Real-world Efficacy and Safety of Cystic Fibrosis Transmembrane Conductance Regulator (CFTR) Modulator Therapy in Adult Patients With Cystic Fibrosis (CF)

PwCF group A: CFTR-modulator-naive pwCF eligible for ETI (based on age and CFTR genotype)

PwCF group B: pwCF already on CFTR modulating therapy (i.e. ivacaftor-lumacaftor or ivacaftor-tezacaftor) and switching to ETI.

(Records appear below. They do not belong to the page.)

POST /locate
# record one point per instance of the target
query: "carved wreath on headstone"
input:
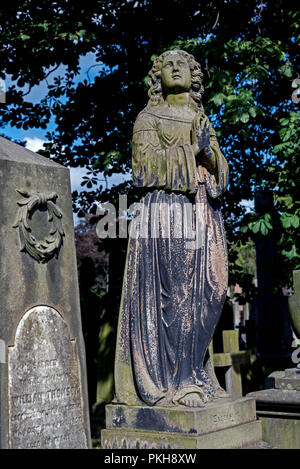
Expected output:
(43, 250)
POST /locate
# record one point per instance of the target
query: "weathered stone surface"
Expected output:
(288, 380)
(48, 278)
(223, 413)
(279, 412)
(230, 438)
(44, 394)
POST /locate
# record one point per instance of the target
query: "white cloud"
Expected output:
(34, 144)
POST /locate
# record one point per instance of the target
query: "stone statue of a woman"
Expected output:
(173, 291)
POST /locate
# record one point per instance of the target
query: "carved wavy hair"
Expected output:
(155, 91)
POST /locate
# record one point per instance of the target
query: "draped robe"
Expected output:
(175, 278)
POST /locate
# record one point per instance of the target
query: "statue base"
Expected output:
(224, 423)
(279, 409)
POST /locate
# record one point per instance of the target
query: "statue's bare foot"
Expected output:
(193, 399)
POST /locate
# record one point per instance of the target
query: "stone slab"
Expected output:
(280, 432)
(220, 414)
(277, 400)
(235, 437)
(286, 380)
(279, 412)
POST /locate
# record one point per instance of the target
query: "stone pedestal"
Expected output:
(278, 409)
(43, 391)
(224, 423)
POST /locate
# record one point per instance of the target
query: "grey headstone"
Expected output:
(43, 391)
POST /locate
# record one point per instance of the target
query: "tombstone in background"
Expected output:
(43, 373)
(175, 279)
(278, 408)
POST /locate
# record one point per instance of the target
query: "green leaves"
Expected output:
(289, 220)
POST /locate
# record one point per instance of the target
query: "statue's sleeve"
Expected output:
(172, 168)
(217, 182)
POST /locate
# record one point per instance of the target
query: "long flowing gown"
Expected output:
(175, 278)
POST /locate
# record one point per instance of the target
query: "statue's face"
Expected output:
(175, 74)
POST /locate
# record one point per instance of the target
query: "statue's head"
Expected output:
(175, 71)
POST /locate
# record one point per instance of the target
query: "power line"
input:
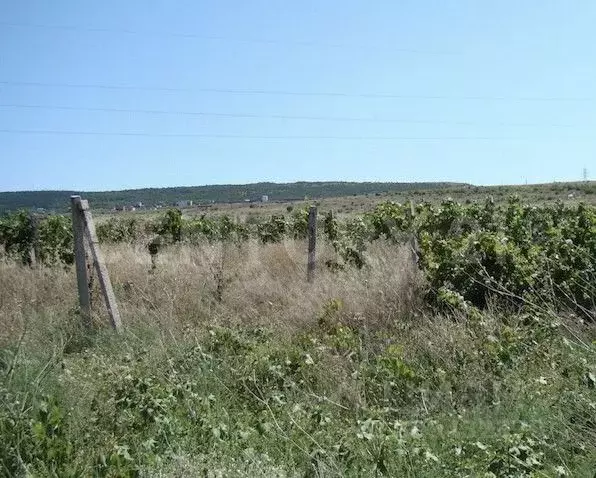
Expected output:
(293, 93)
(272, 116)
(195, 36)
(267, 137)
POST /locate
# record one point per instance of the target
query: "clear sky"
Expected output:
(197, 92)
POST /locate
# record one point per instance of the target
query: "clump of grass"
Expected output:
(232, 365)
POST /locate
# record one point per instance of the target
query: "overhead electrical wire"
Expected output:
(331, 94)
(274, 137)
(221, 38)
(272, 116)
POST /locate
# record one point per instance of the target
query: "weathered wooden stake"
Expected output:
(102, 271)
(78, 227)
(83, 223)
(33, 252)
(312, 243)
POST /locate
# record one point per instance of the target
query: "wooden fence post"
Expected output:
(78, 227)
(100, 267)
(84, 231)
(312, 243)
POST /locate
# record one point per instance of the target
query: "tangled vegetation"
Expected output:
(527, 253)
(484, 367)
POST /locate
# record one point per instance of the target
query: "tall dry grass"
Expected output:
(223, 284)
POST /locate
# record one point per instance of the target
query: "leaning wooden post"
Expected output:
(312, 243)
(102, 271)
(78, 227)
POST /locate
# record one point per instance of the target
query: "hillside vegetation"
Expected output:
(338, 195)
(59, 200)
(452, 340)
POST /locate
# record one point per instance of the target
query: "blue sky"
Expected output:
(480, 92)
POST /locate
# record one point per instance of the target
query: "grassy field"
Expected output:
(232, 365)
(568, 193)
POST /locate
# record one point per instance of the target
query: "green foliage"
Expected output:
(51, 238)
(17, 234)
(118, 230)
(170, 226)
(509, 397)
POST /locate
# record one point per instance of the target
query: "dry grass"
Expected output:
(222, 284)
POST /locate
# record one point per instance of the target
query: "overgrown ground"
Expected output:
(232, 365)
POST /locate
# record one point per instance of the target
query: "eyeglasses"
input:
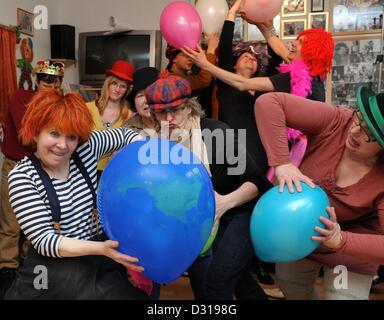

Patients in both groups will undergo these examinations:

Physical examination (including weight) Anamnesis for current and recent medication use (including dosage of pancreatic enzymes) and for acute respiratory exacerbations Lung function testing including spiometry, multiple breath washout testing and fractional exhaled nitric oxide Blood sampling: liver function tests, creatine kinase, albumin, PT, red and white blood cell count, platelet count Sputum/cough swab sampling fecal elastase measurement Cystic fibrosis questionnaire-revised (CFQ-R) questionnaire Patient health questionnaire-9 (PHQ-9) questionnaire General anxiety disorder-7 (GAD-7) questionnaire Sino-nasal outcome test-22 (SNOT-22) questionnaire

These will be performed at baseline (prior to the start of ETI, on the same day of start of ETI), and every 3 months (+/- 7 days) thereafter. A blood sample will also be performed 14 (+/- 7 days) days after start of ETI (for safety). Fecal elastase measurement will only be performed at baseline if not available in the patient's medical record, and only 6 months after start of ETI.